The 128-byte 'red zone' below RSP on System V AMD64 is a scratch area a leaf function (one that makes no further calls) may use without adjusting RSP at all. It is a free lunch for small leaf assembly routines but must not be used by any function that itself calls out, since a CALL instruction can overwrite it via signal handlers or nested calls.

Forgetting to keep RSP 16-byte aligned before a CALL to a C function is one of the most common assembly-C interop bugs. It rarely crashes immediately; instead it corrupts SSE-aligned local variables inside the callee, producing intermittent segmentation faults that seem unrelated to the actual misalignment.

  • Assembly is typically mixed with C for hot-path performance or for operations C cannot express, like raw syscalls or context switches.
  • System V AMD64 passes integer arguments in RDI, RSI, RDX, RCX, R8, R9 and floats in XMM0–XMM7.
  • RBX, RBP, and R12–R15 are callee-saved; RAX, RCX, RDX, RSI, RDI, R8–R11 are caller-saved.
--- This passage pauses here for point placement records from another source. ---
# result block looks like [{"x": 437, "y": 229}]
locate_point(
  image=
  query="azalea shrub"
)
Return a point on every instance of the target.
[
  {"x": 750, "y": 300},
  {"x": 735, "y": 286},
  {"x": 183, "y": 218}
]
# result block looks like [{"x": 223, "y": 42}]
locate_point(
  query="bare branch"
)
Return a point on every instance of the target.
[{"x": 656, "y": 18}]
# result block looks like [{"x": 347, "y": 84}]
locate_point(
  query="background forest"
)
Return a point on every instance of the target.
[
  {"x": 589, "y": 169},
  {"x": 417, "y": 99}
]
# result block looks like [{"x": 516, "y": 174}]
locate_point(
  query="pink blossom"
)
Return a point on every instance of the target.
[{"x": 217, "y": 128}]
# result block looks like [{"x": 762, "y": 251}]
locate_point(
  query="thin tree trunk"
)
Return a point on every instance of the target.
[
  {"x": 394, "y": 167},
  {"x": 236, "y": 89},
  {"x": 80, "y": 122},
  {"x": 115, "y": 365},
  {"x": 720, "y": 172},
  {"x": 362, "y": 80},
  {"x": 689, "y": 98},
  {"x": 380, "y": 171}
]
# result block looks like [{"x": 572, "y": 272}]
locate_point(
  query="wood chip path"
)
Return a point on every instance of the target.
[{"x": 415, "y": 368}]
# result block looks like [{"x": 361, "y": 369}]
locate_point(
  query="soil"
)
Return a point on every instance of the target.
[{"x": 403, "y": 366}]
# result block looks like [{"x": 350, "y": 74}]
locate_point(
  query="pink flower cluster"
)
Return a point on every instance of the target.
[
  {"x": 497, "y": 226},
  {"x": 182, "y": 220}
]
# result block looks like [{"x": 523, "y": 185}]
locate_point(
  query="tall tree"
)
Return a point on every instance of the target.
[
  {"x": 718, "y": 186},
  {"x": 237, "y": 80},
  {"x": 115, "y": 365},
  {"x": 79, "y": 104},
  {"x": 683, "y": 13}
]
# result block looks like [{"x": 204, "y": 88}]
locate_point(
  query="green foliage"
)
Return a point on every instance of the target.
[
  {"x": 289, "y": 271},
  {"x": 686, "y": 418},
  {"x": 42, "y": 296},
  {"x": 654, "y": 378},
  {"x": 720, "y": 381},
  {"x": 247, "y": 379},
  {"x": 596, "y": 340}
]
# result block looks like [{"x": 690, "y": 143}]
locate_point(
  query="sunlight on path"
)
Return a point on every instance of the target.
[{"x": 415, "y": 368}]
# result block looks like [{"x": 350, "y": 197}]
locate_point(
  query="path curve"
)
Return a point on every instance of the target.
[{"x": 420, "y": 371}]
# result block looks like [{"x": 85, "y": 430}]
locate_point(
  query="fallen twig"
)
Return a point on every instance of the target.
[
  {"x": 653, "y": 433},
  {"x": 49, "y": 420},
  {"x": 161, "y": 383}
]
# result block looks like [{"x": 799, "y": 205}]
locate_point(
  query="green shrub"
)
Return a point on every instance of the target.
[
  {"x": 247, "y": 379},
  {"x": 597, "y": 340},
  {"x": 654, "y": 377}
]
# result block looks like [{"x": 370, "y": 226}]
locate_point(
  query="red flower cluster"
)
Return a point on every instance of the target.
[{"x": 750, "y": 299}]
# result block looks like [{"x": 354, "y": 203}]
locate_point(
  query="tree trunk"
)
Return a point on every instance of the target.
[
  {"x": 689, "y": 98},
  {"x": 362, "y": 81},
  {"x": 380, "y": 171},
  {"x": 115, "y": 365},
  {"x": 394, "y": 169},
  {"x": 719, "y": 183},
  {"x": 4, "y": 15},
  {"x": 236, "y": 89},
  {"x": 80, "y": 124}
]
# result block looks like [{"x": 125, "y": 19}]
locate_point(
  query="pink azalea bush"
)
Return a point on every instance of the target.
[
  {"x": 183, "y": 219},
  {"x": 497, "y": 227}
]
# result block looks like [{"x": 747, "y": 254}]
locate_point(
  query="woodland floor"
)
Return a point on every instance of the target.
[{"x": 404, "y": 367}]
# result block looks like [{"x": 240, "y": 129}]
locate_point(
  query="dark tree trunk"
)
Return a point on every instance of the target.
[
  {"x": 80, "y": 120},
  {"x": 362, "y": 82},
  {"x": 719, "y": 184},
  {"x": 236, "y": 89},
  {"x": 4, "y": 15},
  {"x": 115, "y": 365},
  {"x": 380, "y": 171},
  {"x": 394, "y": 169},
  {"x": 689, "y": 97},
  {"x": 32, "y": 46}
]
  • The stack must be 16-byte aligned at every CALL instruction, or SSE-aligned loads in the callee can fault.
  • Variadic C functions like printf require AL to hold the number of vector registers used for float arguments.
  • extern declares an external C symbol to call; global exposes an assembly symbol for C to call.
  • The 128-byte red zone lets leaf functions use stack space below RSP without adjusting the pointer.